The Lord’s coming was further off than the first believers thought, said Cullmann, but their faith realized that the great and radical event that changed the world had already happened at Calvary. What had yet to happen was only an outworking and an establishment of the salvation that had already been brought into the world.

Representatives of the school of “thoroughgoing eschatology” have argued against Cullmann that the expectation of the New Testament believers had been crushed by the Lord’s delay. They argue, indeed, that the delay of the Parousia had become an explicit matter dealt with in the New Testament itself, namely in II Peter. But we must note that in II Peter, it is the scoffers who intimidate the believers with the jibe, “Where is the promise of His coming?” Everything goes on the same as it has since the beginning of the world. Peter answers the scoffers by saying that they forget that everything has not gone on the same since the creation of the world. The flood has intervened. Scoffers in those days were saying that nothing could radically change things, that it was folly for Noah to expect judgment from heaven. Moreover, God delayed the flood which made it look for a while as though he had forgotten his promise. But God delayed only in order to grant time for men’s conversion; the delay was filled with God’s patience and long-suffering. The delay in his coming now does not make history meaningless; indeed, there is really no delay. God is fixing his own time wisely.

In the early days, the scoffers were not really concerned with the coming of Christ. They ridiculed the whole notion of God’s promise. Hence, when Peter says that a thousand years are like yesterday for God, he is not insisting that history has a long road ahead before the Lord would return. He only places before the Church the need for watchfulness: the day of the Lord shall come as thief in the night. Meantime, believers were to make their way through the world in a holy walk; filled with expectation, theirs it was to hasten on toward the coming of the Day of the Lord (2 Peter 3:11).

Representatives of the “thoroughgoing eschatology” obviously are not ignorant of II Peter. They are, however, not convinced of the above argument. They insist that Peter’s epistle is one that lets us see how the Church was confused by the delay in the Lord’s return. That is, II Peter is an early attempt to explain the delay to the Church. But such an interpretation does not have rapport with the contents. We read nothing to suggest that the Church as a whole was confused by the fact that the Lord had not yet returned. On the contrary, it was only some of the scoffers who made a point of it.

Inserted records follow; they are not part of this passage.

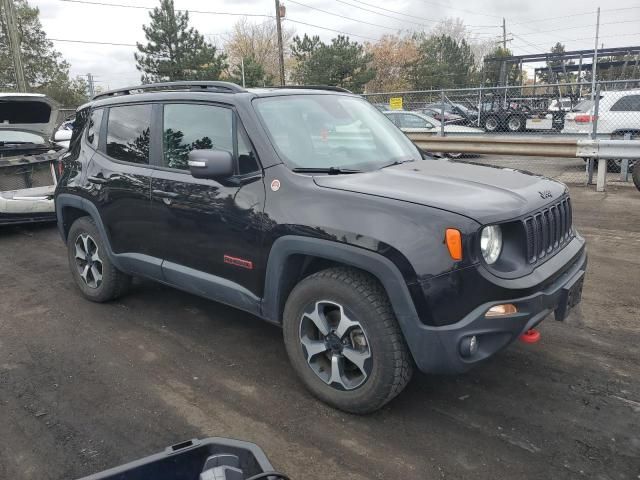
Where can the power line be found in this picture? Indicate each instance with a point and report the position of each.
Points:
(341, 16)
(93, 43)
(139, 7)
(579, 26)
(390, 11)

A controversy such as this, having gone on now for some 50 years, is not an academic point of theological debate. It touches on the vitals of believers’ lives. The Church still stands before the New Testament witness that the return of the Lord is near at hand. It is a witness that calls the Church of today to watchfulness. The surprising nature of the return (he comes as a thief) accents the need for watchfulness. We do not know the time of his coming.

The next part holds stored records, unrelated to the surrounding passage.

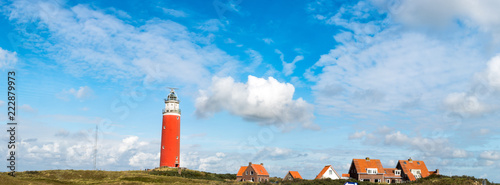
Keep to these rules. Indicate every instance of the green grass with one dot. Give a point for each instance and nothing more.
(171, 176)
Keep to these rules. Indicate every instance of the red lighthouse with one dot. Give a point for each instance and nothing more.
(170, 132)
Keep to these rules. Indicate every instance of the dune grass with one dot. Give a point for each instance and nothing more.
(171, 176)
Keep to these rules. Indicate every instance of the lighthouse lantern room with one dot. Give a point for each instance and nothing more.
(170, 132)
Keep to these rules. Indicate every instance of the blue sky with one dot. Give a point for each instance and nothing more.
(295, 85)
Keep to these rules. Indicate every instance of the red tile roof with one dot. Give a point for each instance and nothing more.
(240, 172)
(324, 170)
(259, 169)
(389, 172)
(295, 174)
(362, 164)
(408, 165)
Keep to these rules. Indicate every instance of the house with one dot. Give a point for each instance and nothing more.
(328, 172)
(367, 169)
(412, 170)
(292, 175)
(392, 175)
(253, 173)
(345, 176)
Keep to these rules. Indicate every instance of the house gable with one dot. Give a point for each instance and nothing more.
(409, 166)
(328, 172)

Nonetheless we must remember that the history of man which marches on toward the end time is not a meaningless history. It is still a history full of God’s forbearance, for God is not willing that any should perish, but that all should come to repentance (2 Pet. 3:9). This means that we can count on nothing certain for tomorrow, but that we must view history in faith as we walk in holiness and love. Every setting of the date of his return has failed; yet, every now and then someone tries to set the date. The Gospel teaches us two things: we are not to fall asleep but are to be ever watchful, as a sentinel at his post; and we are not to despair at the course of history. For now is the gracious time in which the call to conversion sounds over history. How closely the controversies of theology are related to the life of the Church! The word of II Peter concerning the scoffers at the delay in the Lord’s return is still of existential significance for the Church of the twentieth century. Our century is full of tension and catastrophy, but it is full too of the forbearance and mercy of God.